Table of Contents
The teaching of Fundamental British Values (FBV) in schools is incorporated into the requirement of schools to develop the spiritual, moral and cognitive development of children.
It was introduced together with a new Prevent duty on schools in the wake of the Birmingham Trojan Horse affair.
Shawcross is ignorant of fundamental British values in schools
In his review of Prevent, Shawcross seems unaware that the teaching of FBV is a statutory duty on schools, or that it is developed as a ‘whole curriculum’ approach.
He does not consider how its coupling with Prevent means that in effect the spiritual, moral, and cultural development of children has become securitised.
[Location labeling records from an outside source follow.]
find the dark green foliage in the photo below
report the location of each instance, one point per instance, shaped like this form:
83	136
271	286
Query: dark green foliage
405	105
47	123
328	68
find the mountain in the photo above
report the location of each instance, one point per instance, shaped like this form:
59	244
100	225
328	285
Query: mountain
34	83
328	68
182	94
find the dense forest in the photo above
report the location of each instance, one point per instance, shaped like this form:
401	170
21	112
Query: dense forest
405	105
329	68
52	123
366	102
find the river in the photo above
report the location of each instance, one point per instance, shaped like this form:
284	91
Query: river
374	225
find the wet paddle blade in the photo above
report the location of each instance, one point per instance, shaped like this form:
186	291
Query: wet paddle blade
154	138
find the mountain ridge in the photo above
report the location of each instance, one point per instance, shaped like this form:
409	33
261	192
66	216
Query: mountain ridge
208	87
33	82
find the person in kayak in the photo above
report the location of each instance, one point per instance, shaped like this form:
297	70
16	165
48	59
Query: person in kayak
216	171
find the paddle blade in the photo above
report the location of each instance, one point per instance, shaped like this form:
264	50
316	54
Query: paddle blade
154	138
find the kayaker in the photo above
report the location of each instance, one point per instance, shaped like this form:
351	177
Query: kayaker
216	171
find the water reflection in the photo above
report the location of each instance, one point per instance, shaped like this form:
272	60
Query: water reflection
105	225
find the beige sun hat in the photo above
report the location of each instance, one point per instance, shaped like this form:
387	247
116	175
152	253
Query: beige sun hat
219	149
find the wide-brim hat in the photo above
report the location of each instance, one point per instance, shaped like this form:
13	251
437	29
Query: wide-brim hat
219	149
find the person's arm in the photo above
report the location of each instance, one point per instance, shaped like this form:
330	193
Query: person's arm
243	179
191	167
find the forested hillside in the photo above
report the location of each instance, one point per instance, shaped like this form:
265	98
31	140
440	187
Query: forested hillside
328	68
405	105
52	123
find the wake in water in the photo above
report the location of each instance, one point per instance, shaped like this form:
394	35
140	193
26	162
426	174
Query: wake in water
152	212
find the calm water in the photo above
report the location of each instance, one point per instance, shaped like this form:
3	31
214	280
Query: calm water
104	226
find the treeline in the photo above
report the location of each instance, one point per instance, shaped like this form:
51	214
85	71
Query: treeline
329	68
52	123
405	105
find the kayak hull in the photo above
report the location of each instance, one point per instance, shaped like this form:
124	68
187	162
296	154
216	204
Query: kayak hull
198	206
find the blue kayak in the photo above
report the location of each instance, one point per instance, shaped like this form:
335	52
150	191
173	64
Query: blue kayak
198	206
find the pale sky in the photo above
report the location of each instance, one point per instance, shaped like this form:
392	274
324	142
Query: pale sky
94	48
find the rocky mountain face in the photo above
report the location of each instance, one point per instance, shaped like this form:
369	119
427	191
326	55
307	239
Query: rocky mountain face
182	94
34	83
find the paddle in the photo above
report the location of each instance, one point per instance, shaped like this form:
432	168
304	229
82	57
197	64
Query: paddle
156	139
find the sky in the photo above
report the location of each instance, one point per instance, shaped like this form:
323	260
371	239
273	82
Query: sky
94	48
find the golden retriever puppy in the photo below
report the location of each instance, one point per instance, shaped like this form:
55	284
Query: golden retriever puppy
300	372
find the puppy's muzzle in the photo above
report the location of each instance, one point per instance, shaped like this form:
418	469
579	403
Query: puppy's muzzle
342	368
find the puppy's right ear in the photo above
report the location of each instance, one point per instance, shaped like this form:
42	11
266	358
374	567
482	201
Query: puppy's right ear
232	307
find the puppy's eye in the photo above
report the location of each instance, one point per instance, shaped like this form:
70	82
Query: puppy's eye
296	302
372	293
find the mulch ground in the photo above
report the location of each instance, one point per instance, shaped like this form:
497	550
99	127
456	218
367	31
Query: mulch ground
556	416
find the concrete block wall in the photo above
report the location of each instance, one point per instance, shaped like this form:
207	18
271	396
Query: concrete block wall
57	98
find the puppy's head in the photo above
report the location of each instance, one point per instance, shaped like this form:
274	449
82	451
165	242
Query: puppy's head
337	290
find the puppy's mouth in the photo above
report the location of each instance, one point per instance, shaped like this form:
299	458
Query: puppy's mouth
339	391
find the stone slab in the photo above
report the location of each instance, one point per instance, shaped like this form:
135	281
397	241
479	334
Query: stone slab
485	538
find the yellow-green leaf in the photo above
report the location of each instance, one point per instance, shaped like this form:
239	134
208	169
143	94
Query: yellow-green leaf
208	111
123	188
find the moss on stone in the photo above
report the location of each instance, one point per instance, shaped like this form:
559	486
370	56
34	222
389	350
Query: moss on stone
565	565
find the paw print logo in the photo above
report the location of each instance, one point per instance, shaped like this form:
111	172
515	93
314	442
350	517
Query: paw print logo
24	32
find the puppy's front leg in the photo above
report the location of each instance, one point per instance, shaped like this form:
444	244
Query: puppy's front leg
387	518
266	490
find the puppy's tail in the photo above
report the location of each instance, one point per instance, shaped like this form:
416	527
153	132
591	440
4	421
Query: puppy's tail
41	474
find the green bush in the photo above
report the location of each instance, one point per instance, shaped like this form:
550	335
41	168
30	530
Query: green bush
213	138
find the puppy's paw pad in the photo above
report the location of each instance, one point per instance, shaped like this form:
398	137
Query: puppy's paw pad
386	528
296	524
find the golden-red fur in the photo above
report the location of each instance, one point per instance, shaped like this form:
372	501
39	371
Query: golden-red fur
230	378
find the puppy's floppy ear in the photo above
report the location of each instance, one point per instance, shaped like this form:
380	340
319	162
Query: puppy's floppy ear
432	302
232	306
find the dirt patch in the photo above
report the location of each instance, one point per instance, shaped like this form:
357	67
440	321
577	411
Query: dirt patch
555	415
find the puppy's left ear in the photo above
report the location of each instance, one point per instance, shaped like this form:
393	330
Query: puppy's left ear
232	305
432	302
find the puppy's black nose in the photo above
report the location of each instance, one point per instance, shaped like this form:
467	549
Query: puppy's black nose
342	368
Although he expresses the view that the values are not specifically ‘British values’ but that they reflect ‘liberal principles’, he does not interrogate the designation of them as ‘British’.
This designation infers a potential ‘deficit’ on the part of ethnic minority children, while being ‘British’ means the everyday culture of white majorities (many of whom do not accept liberal principles) are normalised and in cases of nationalistic ideology, they may even be excused.
The ‘blasphemy law’ claim and Batley Grammar School
Shawcross’s treatment of the protests at Batley Grammar School over the showing of cartoons of the Prophet (pbuh) in a religious studies class show that his first reaction to protests by Muslim parents is to regard such actions as an indication of ‘extremism’.
He also assumes that such parents fail to understand the notion of ‘British values’.
Shawcross has argued that any definition of Islamophobia would be contrary to free speech and a blasphemy law by the back door.
In the case of Batley, he states that “pacifying the protestors’ fury was prioritised over the defence of Fundamental British Values”.
He does not mention that the Trust of which the school was part conducted an inquiry.
Only a summary of the findings was published, but they were in favour of the parents.
Free speech with respect is part of fundamental British values
The inquiry found that the teacher had acted improperly and against the Teacher’ Standards.
These require teachers to uphold Fundamental British Values, but they do not provide a teacher with unconstrained freedom of speech.
Mr Shawcross’s conclusion that the matter should have been resolved under Prevent by the “deployment of senior regional co-ordinators and incident-driven counter narratives”, is evidence that he views protests by Muslim parents as invalid.
Not only this; they are judged to be necessarily ‘extremist’.
Further, he recommends that the Homeland Security Group should conduct research into countering ‘Islamist’ violence, incitement and intimidation linked to ‘blasphemy’.